Yesterday I put out a tweet:
‘It is becoming increasingly clear to me that to write something well, you have to seek out the edges, look in places you don't want to, open boxes you're afraid to, climb up and reach your hand in the space above the cupboard until it touches something scaly, skittery, waiting.’
I’ve been thinking a lot about good writing. Good writing doesn’t pretend. It doesn’t pretend like much of us do, to be something it is not. The thing is, in life so much is pretence - it’s all around us - in curated Instagram feeds, in what we wear and how we interact with other. In the words we choose. It is maddening (and necessary, and strange). Good writing, real writing, the gritty stuff shows us things as they are and for a moment it is like a veil falls on all this bullshit and for a moment you see life as it is and you can breathe.
That’s good writing.
But good writing is also terrifying. For the writer and the reader. It means you have to face yourself. It means you have to speak truths aloud. And ugh! Who wants to do that? Who wants to be brave? It’s so hard. And scary. That thing I said about reaching your hand out in the dark and feeling something move is how it feels because it’s the things you’re so afraid of: your trauma, your disappointments, your rejections, your fears and weakness, things you’ve taken years to hide and protect, waiting there to pull you into their dark depths. Writing can do this. It throws you into yourself. It sucks you in because it has all the right roads to take you there; back to that God-awful haunted broken, rotting house you never wanted to step foot in again. The place where you pushed all your nightmares, all the bad things, the things that really hurt. It’s so hard to face yourself. I’d rather disappear in a series on Netflix. Or nap. Or eat something nice (but that also worries me - how the world is designed [read capitalism] to keep you from facing yourself).

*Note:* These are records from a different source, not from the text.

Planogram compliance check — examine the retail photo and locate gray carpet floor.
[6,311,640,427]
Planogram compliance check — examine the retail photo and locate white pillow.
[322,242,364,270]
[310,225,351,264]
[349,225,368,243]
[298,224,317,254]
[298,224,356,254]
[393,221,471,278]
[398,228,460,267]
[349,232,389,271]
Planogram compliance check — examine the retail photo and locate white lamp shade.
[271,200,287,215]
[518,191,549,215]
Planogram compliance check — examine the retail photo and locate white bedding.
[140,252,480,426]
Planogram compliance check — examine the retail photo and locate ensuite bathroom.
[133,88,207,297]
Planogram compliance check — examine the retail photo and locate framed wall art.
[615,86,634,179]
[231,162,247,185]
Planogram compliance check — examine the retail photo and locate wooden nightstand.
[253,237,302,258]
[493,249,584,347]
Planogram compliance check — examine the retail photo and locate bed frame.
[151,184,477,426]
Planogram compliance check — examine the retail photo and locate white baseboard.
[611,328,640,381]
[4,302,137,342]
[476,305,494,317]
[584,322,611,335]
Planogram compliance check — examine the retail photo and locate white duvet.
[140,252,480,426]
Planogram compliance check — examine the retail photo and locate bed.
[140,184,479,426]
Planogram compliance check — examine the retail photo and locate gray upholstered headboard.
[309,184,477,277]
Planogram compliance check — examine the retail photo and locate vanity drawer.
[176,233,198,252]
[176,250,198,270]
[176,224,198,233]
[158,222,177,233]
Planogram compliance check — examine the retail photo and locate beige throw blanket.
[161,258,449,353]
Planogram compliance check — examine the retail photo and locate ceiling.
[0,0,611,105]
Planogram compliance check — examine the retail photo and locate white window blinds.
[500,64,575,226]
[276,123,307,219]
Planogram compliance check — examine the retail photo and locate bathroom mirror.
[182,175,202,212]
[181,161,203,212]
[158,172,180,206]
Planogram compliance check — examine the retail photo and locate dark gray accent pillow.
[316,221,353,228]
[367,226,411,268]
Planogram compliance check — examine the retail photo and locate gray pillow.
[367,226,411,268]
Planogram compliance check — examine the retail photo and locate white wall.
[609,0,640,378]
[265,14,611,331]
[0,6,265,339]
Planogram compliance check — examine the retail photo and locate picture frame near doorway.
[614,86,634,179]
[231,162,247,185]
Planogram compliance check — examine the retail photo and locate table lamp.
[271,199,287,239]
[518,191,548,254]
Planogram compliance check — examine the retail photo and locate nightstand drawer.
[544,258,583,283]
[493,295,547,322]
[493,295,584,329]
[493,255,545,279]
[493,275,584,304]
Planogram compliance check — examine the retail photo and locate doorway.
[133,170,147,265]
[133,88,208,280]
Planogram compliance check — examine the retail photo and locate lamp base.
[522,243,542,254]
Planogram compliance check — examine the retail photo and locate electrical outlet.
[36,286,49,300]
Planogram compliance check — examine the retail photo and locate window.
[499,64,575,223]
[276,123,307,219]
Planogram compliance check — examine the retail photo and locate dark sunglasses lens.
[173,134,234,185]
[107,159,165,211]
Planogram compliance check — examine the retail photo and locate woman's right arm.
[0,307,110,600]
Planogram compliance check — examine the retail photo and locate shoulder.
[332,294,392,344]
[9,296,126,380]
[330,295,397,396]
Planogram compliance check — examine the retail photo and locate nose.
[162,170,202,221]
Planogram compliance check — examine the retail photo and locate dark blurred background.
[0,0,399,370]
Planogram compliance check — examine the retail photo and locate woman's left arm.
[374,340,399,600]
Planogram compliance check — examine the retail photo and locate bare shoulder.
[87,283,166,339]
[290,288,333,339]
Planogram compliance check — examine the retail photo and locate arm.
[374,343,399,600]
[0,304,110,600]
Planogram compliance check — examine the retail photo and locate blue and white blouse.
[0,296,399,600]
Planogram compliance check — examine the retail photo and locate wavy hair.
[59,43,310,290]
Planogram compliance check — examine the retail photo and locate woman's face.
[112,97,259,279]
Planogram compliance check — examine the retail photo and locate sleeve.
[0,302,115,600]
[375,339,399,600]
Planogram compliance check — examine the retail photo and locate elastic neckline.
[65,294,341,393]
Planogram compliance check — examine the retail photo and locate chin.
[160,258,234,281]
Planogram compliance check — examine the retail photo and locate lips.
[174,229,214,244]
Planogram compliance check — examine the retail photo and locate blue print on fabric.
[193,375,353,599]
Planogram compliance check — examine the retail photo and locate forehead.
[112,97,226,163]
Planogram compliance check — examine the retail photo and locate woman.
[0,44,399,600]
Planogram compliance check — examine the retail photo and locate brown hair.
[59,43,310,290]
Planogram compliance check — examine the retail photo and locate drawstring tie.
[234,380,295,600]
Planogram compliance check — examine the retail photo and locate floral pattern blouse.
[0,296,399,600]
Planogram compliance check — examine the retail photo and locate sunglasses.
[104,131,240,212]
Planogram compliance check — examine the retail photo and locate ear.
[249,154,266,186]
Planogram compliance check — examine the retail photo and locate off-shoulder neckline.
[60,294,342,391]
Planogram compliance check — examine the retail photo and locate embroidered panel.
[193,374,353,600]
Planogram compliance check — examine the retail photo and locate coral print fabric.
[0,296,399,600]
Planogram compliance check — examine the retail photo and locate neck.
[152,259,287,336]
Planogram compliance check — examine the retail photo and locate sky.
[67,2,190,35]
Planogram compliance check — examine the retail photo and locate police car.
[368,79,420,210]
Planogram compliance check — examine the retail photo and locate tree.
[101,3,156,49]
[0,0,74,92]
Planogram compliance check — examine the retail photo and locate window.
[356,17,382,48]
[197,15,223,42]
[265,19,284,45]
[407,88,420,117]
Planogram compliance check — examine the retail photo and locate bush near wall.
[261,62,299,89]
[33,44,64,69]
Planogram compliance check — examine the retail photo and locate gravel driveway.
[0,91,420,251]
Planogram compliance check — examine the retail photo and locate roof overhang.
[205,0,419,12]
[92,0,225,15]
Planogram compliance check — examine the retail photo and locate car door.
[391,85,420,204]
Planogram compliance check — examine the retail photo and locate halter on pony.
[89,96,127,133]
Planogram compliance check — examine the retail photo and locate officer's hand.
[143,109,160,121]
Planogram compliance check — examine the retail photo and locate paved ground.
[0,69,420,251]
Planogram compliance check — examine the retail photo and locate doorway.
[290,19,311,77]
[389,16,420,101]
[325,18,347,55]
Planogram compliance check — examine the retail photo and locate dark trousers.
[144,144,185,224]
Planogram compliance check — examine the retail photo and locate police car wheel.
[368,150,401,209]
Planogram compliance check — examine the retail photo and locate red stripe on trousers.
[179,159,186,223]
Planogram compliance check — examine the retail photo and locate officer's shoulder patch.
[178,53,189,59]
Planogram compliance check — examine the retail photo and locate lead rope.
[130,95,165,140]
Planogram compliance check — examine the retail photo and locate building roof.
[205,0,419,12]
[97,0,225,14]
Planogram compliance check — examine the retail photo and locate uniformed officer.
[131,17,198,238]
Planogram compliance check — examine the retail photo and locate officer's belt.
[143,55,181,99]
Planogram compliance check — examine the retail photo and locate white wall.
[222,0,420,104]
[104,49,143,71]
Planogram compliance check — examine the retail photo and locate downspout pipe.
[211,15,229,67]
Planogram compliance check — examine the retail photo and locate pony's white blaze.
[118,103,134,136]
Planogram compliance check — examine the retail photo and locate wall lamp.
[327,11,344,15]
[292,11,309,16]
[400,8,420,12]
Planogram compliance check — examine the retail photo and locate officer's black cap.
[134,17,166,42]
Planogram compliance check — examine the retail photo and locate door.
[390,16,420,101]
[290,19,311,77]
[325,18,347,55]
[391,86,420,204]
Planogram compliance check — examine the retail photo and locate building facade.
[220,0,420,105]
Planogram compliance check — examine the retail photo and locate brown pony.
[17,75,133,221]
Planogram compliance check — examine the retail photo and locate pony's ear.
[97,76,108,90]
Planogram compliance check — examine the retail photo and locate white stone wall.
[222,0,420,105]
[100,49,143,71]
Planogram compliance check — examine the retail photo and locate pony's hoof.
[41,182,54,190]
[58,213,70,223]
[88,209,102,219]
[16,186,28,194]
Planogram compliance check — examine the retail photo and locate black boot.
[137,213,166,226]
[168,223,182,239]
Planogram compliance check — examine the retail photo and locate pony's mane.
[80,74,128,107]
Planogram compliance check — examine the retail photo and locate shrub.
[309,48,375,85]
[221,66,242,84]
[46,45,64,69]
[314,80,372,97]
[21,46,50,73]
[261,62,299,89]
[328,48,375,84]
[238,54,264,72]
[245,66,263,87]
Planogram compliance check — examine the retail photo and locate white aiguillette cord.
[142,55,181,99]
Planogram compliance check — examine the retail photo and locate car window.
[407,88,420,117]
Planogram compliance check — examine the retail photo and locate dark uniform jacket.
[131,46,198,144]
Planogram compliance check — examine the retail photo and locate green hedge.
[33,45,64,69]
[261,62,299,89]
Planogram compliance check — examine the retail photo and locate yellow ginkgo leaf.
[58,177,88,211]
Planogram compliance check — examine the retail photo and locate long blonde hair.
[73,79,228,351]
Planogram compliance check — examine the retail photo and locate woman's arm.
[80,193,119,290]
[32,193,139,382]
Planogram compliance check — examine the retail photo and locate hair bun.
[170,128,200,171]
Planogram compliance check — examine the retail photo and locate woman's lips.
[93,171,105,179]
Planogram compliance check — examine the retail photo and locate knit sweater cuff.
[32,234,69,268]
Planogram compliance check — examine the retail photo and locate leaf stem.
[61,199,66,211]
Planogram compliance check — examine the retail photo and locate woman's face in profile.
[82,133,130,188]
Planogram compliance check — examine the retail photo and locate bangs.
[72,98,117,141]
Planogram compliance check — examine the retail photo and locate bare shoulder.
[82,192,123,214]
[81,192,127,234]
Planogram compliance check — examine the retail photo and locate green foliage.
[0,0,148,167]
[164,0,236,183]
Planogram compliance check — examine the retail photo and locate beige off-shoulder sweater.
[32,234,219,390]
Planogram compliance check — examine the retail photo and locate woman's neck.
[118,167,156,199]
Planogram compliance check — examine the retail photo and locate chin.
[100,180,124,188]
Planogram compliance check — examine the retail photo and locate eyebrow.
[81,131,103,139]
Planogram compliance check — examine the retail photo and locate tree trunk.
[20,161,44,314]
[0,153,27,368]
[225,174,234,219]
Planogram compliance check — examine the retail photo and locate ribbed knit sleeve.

But my God, when you let the writing take you back there, back to the threshold of that house, facing that terrible door, sending you into those rooms you never thought you would see again. My God, it’s terrible. The taste of everything lost, of everything waiting to be lost, of what has past and what is yet to come. Who would return to the site of such horror? And yet, you go back there, and you inspect the rubble and you let history come alive and then when it is done with you, you climb out and you learn you can face your fear and that perhaps, you don’t always have to run away from yourself.
I’ve seen moments in myself, little glimpses, little twinges of what real writing can feel like. What it feels like to put the truth (not the truth we tell ourselves) on the page. It feels like seeing yourself in a reflection and putting your hand out to reach for it and feel something touch back. It is a rare and powerful feeling. Perhaps the most powerful you have your whole life.
What I wanted to say with that tweet is that your writing should make you a little afraid, a little uncomfortable. It should make you question yourself. And I was saying it more as a reminder to me, than anyone else (I am so tired of playing it safe, of hiding, of pretending).
I want us to write things that bleed and boil and make us reach out for ourselves. Things that make us say, ‘I did not hide, I reached into the darkness and took hold of what lay there.’
Until next time,
Shubnum
Hi Shubnum. I read some of your pieces elsewhere and enjoyed myself. Would love to read more of your work. Thanks for sharing. - Tanya
I can't say I've experienced this many times as a writer...not in the way you describe, at least. For me, the best writing is when it reveal insights which were previously hidden. Because, in the absence of release, everything just sits inside - a muddle of emotions and memories which weigh down your psyche, like an unwelcome shadow you felt, but could never identify. And when you write - when it just flows out, you not only release those things that were so tightly wound up (catharsis), but the lessons sort of naturally smack you in the face: what you're supposed to learn from whatever it is you're writing about. And maybe you then mould that text into a powerful piece for others to read, or maybe you don't. But just the entire process...that's the magic, to me.